Innovations futures : Fractal Bitcoin et au-delà
Les défis posés par les Inscriptions ont stimulé de nouvelles recherches sur les architectures d'évolutivité. Les développeurs explorent des moyens d'accommoder la demande pour des artefacts numériques sans compromettre l'efficacité du réseau monétaire.
Un concept qui gagne du terrain est celui des inscriptions récursives, où les développeurs peuvent référencer des données déjà sur la chaîne pour construire des applications complexes sans uploader du nouveau code à chaque fois. Cela pourrait réduire significativement l'empreinte de données des projets futurs. De plus, des propositions d'évolutivité comme Fractal Bitcoin visent à créer une approche multicouche, utilisant des chaînes plus petites et interconnectées pour gérer le débit. Ces « fractals » opéreraient en parallèle, traitant les transactions hors de la chaîne principale tout en se réglant périodiquement sur celle-ci, offrant théoriquement une évolutivité illimitée pour les transactions financières et de données.
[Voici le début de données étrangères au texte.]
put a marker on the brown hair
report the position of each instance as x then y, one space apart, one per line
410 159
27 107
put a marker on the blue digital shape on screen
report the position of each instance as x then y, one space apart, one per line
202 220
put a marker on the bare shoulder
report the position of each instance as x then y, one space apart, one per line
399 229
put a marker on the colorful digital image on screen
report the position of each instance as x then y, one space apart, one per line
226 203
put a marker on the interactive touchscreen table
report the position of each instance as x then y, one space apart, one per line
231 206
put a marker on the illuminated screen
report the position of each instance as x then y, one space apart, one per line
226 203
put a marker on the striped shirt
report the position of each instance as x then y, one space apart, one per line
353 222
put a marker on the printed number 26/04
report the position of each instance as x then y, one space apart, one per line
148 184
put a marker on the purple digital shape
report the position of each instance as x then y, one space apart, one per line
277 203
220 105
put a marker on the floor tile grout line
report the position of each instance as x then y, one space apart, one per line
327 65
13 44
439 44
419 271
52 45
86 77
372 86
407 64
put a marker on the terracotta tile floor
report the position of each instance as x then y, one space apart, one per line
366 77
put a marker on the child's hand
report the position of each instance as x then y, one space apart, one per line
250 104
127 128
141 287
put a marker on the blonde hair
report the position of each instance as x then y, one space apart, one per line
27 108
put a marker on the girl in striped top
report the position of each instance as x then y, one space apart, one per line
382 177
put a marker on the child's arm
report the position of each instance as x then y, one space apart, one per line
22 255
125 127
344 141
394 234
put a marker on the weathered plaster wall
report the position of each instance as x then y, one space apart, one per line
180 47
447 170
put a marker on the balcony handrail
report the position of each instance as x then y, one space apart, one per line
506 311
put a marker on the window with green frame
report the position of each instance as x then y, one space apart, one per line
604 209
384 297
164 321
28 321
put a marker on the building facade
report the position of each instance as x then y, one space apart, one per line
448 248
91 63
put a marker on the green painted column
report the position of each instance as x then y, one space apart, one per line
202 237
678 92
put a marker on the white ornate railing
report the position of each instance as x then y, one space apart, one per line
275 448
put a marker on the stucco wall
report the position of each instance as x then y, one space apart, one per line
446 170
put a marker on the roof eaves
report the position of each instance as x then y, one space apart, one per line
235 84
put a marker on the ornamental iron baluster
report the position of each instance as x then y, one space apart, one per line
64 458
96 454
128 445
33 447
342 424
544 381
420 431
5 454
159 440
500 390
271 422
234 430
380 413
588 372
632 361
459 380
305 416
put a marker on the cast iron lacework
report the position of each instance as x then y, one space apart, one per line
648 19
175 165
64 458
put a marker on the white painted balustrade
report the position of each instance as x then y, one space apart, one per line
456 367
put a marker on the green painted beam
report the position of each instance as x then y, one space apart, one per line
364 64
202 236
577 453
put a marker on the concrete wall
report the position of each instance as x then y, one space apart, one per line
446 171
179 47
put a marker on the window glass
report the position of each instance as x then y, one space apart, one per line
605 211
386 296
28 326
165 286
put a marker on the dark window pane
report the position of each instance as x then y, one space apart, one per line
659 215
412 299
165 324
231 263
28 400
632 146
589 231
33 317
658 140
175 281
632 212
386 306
De nouveaux opcodes, comme l'OP_CAT proposé, sont également discutés. Ceux-ci permettraient une fonctionnalité de contrats intelligents plus efficace directement sur la couche de base, potentiellement permettant une meilleure gestion d'actifs complexes et réduisant la surcharge de données requise pour les méthodes d'inscription actuelles.
Conclusion
L'émergence des Ordinals et des Inscriptions représente un moment pivotal dans l'histoire de la blockchain, marquant une transition d'un focus unique sur la monnaie vers une utilité plus large en tant qu'ancre de données sécurisée. Bien que cette évolution ait introduit des défis concernant la congestion et les coûts croissants, elle a aussi revitalisé l'écosystème de développement et fourni un aperçu d'un avenir économique durable pour la sécurité du réseau. Les frais élevés entraînés par cette nouvelle demande ne sont pas seulement une nuisance mais un signal de marché accélérant la migration des paiements quotidiens vers les solutions Layer 2.
Ultimement, le conflit entre artefacts numériques et argent numérique force le réseau à mûrir. Il teste les limites de l'espace de bloc et prouve que le protocole peut servir de fondation robuste pour des activités économiques diverses. Que les Inscriptions restent une force dominante ou s'estompent en un cas d'utilisation de niche, leur impact sur la dynamique des frais de transaction a définitivement altéré la trajectoire du réseau, assurant que la quête d'évolutivité reste la priorité la plus urgente de l'industrie.
La transformation de l'espace de bloc en une marchandise pour la finance et l'art sécurise la survie économique à long terme du réseau.